Foi transmitido pela PBS, a televisão pública dos EUA, um vídeo explicando todos os indícios que levaram às acusações, o que gerou algum debate sobre o envolvimento do Presidente Reagan. O artigo “The Final Battle: Rios Montt's Counterinsurgency Campaign: U.S. and Guatemalan Documents Describe the Strategy Behind Scorched Earth” [“A batalha final: A campanha contra-insurgente de Ríos Montt: Documentos norte-americanos e guatemaltecos descrevem a estratégia por trás da terra queimada”], pelo Arquivo Nacional de Segurança dos EUA, acrescenta:
Ríos Montt's scorched earth tactics are documented in a collection of Guatemalan army records created in July and August 1982, connected to Operation Sofía — a series of counterinsurgency sweeps through the Ixil region to kill EGP combatants and destroy their “base of support” (the Maya Ixil population). The Operation Sofía documents were given to the National Security Archive in 2009 and the Archive in turn provided them as criminal evidence to the prosecutors in the genocide case..
As tácticas de terra queimada de Ríos Montt estão documentadas numa colecção de registos do exército guatemalteco criados em Julho e Agosto de 1982, relacionados com a Operação Sofía – uma série de campanhas de contra-insurgência pela região ixil para matar combatentes do EGP – Ejército Guerrillero de los Pobres [Exército Guerrilheiro dos Pobres] e destruir a sua “base de apoio” (a população maia-ixil). O documentos da Operação Sofía foram entregues ao Arquivo Nacional de Segurança em 2009, e por sua vez o Arquivo forneceu-os como prova criminal à acusação do processo do genocídio.
Este julgamento tem sido um exemplo de justiça aberta, com tradução disponível para o povo ixil durante todo o processo, acesso ilimitado à imprensa e uma grande interacção nos media sociais.
Paralelamente ao debate no tribunal, teve lugar online uma conversa – um debate de ideias e factos.
Os internautas usaram os hashtags #riosmontt, #genocidegt and #sihubogenocidio (“sim, houve genocídio”), e houve transmissões em directo aqui (áudio) [es], aqui [es] (áudio) e aqui [es].
Também houve internautas a negar a existência de genocício, usando o hashtag #nohubogenocidio (“não houve genocídio) para partilharem as suas opiniões.

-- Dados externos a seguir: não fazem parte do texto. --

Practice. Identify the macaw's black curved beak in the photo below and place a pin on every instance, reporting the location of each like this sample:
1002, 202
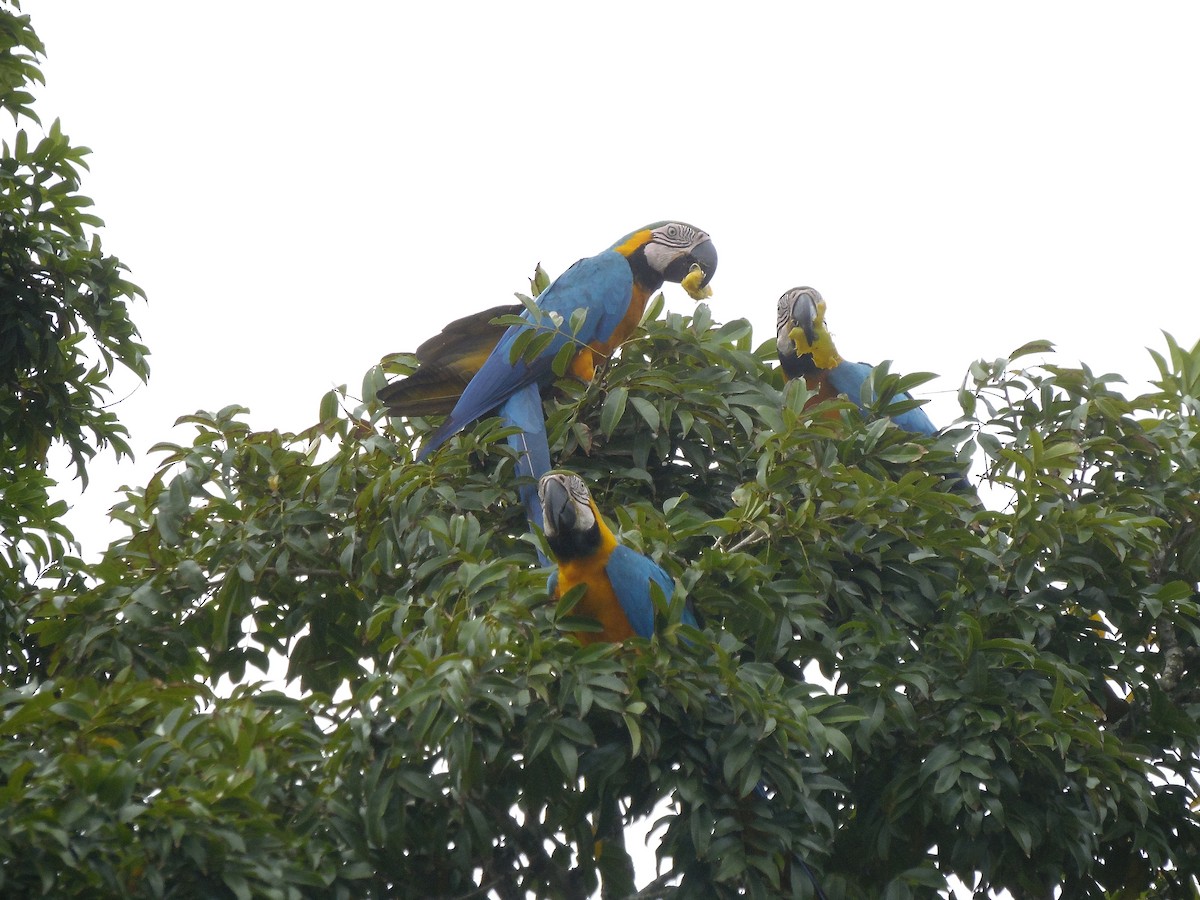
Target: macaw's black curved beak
804, 315
557, 507
702, 255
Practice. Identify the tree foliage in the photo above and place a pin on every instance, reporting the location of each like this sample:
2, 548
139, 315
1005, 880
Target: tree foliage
927, 687
64, 330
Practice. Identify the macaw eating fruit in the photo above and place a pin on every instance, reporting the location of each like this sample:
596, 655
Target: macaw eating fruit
468, 370
586, 551
807, 351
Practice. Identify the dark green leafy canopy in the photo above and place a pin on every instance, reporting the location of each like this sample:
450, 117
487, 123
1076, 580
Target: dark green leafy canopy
1013, 693
64, 330
928, 689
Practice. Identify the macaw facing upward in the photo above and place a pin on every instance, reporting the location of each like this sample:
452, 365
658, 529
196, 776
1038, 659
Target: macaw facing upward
611, 287
618, 579
807, 351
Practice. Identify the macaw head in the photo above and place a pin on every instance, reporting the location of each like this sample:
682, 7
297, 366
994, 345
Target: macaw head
671, 251
801, 334
571, 521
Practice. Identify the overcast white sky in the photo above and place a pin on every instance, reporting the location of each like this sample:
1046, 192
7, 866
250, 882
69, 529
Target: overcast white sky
303, 190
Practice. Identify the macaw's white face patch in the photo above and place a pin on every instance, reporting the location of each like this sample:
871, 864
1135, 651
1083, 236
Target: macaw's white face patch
672, 241
565, 503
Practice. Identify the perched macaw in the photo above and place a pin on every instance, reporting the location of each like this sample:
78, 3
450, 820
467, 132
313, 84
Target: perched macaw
448, 363
587, 552
618, 579
807, 351
469, 360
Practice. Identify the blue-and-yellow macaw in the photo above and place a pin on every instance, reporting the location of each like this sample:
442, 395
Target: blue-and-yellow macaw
618, 580
807, 351
612, 287
467, 371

Durante o julgamento, cidadãos de todo o mundo assumiram um compromisso e partilharam uma foto, mostrando o seu apoio à justiça.

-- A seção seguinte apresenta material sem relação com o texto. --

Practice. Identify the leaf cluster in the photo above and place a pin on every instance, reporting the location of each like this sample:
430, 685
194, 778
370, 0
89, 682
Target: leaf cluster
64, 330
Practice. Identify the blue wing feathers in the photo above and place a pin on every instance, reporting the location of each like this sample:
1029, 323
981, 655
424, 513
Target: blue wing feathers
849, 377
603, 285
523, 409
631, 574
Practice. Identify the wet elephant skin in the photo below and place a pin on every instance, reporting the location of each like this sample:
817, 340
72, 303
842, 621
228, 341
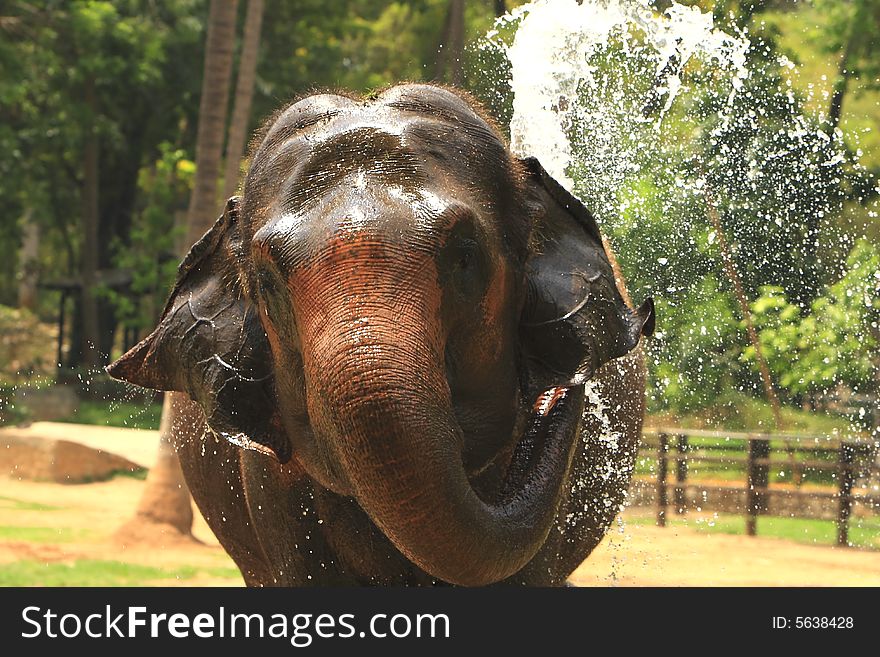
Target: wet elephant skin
408, 355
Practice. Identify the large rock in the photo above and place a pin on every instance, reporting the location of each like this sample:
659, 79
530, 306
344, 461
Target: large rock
24, 456
53, 403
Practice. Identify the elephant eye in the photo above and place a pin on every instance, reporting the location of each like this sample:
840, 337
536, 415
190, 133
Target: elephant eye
467, 252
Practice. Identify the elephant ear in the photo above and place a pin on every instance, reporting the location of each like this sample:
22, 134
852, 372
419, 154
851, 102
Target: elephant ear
575, 318
211, 345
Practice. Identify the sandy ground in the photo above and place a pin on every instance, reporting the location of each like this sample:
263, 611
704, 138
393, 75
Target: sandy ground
86, 516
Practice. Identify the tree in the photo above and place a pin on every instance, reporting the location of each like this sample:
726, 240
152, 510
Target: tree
244, 94
449, 59
165, 505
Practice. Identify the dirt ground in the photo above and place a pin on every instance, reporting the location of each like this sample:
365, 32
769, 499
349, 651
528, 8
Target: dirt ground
632, 555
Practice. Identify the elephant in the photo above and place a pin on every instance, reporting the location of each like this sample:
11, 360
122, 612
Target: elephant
405, 353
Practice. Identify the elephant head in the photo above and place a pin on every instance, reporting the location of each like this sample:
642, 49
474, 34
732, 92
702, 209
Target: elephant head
407, 311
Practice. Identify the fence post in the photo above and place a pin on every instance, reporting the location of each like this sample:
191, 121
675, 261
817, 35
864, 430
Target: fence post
681, 473
662, 463
758, 478
846, 477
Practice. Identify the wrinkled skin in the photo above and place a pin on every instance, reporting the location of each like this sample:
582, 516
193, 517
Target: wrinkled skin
402, 340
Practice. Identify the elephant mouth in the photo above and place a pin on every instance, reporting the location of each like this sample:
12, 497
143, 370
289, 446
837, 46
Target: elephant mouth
485, 474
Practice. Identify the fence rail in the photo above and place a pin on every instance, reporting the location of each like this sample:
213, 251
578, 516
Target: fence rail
853, 459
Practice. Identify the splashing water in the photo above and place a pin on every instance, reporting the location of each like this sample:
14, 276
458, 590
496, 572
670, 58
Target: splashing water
550, 67
652, 118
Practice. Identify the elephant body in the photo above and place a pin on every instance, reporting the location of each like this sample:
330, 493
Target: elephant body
404, 353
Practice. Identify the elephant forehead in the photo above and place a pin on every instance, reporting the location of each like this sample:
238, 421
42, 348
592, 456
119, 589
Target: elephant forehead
360, 221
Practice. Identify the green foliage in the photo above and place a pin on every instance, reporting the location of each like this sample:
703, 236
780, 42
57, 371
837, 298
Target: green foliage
695, 354
151, 257
26, 346
836, 343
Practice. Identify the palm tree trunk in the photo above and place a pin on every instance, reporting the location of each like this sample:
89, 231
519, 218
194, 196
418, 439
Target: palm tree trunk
244, 94
164, 512
165, 505
89, 254
203, 202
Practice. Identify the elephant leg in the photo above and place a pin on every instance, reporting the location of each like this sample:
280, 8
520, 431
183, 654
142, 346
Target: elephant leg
281, 504
211, 468
365, 553
599, 477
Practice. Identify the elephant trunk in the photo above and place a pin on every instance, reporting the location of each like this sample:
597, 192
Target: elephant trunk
376, 385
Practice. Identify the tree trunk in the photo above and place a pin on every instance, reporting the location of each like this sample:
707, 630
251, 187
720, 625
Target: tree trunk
244, 93
165, 502
164, 513
449, 57
456, 41
203, 203
89, 251
736, 283
28, 263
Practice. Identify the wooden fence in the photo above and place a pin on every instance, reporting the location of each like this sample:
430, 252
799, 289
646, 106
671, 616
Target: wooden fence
756, 453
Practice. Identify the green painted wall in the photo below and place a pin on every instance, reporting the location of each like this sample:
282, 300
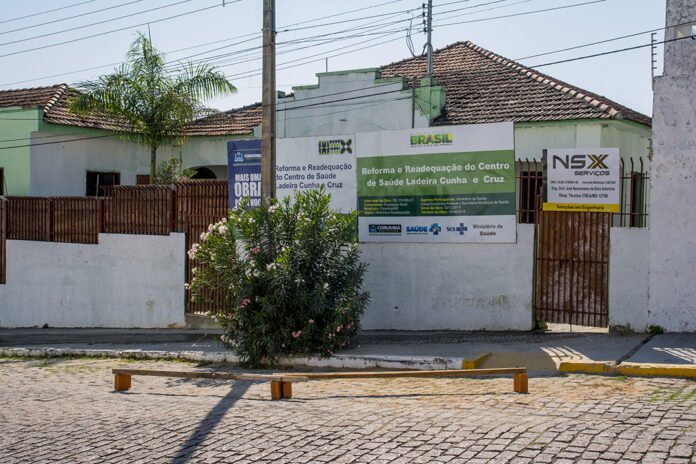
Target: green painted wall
16, 125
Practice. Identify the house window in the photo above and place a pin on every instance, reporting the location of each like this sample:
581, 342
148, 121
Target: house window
529, 189
638, 191
97, 180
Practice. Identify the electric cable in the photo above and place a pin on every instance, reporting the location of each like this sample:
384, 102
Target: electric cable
520, 14
45, 12
48, 34
113, 30
610, 52
69, 17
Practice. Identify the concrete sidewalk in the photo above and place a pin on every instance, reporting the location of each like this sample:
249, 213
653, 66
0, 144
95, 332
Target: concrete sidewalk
541, 353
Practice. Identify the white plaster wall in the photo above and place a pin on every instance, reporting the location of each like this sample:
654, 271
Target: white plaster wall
368, 106
467, 286
672, 261
124, 281
628, 278
60, 168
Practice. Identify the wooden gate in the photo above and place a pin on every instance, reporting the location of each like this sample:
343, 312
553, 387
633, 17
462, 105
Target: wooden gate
3, 240
572, 268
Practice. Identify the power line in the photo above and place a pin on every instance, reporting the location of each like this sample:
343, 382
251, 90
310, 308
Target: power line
312, 59
255, 34
45, 11
69, 17
114, 30
60, 141
593, 43
485, 9
610, 52
98, 22
519, 14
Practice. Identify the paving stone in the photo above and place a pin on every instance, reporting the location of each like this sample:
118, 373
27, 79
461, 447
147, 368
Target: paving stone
66, 411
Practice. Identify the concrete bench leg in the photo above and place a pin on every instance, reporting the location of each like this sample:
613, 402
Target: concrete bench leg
520, 383
287, 389
122, 382
280, 390
276, 390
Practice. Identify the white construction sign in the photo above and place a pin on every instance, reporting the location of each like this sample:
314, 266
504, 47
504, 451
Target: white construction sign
578, 179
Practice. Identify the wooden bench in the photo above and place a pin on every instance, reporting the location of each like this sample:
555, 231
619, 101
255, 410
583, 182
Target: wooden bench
281, 384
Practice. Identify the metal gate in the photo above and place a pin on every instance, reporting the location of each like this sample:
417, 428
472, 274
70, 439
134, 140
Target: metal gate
572, 268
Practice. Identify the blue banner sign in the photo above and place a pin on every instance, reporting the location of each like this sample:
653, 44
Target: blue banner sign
244, 171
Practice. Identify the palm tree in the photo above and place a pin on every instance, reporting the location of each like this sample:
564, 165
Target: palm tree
146, 103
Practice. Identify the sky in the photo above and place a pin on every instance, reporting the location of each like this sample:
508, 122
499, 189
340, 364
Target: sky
83, 39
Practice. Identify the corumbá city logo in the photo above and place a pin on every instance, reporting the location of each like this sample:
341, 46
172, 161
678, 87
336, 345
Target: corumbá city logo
431, 139
335, 147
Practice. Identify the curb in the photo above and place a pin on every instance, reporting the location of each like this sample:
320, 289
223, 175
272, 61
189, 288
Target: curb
336, 362
630, 369
472, 362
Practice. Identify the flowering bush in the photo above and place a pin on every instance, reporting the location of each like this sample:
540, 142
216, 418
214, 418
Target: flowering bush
290, 275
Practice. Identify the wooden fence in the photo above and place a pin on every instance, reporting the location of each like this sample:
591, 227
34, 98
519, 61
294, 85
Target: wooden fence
199, 204
75, 219
188, 207
139, 209
200, 198
3, 241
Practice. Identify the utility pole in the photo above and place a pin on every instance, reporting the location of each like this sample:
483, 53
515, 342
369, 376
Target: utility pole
653, 60
429, 44
268, 102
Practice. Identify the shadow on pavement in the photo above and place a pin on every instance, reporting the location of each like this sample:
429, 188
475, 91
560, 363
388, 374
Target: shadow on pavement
198, 436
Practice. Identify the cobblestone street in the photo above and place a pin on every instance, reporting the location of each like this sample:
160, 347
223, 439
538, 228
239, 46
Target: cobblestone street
66, 411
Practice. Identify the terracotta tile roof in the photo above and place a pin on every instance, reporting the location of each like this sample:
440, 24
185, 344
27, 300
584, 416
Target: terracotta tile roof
481, 87
31, 98
236, 122
484, 87
241, 121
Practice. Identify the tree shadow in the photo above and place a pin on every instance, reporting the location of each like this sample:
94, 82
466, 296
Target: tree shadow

Voluntários internacionais da NISGUA, Peace Brigades International [es], Collectif Guatemala [fr] e outras ONG trabalharam com as famílias dos sobreviventes e apoiaram-nas durante o julgamento. Também produziram conteúdos em inglês e francês para partilharem com o mundo.
Depois de 30 anos, este veredicto histórico, que materializa o espírito da Convenção para a Prevenção e Repressão do Crime de Genocídio e a aplicação da definição de crimes contra a humanidade [pt], é uma garantia para cada um dos seres humanos, estabelecendo um precedente para os actuais conflitos do mundo. É uma centelha de esperança para aldeias inteiras rotuladas de “inimigo” na Síria, para o sofrimento dos Rohingya na Birmânia, e para todos os conflitos do futuro.
Além disso, marca também um novo começo para uma Guatemala mais inclusiva, abraçando e aprendendo com os valores e diferenças de 24 nações, a começar pela lições de coragem, paciência e luta não-violenta pela justiça ensinadas pelos ixil. Como disse o jornal digital salvadorenho El Faro, os povos ixil já conseguiram uma vitória [es].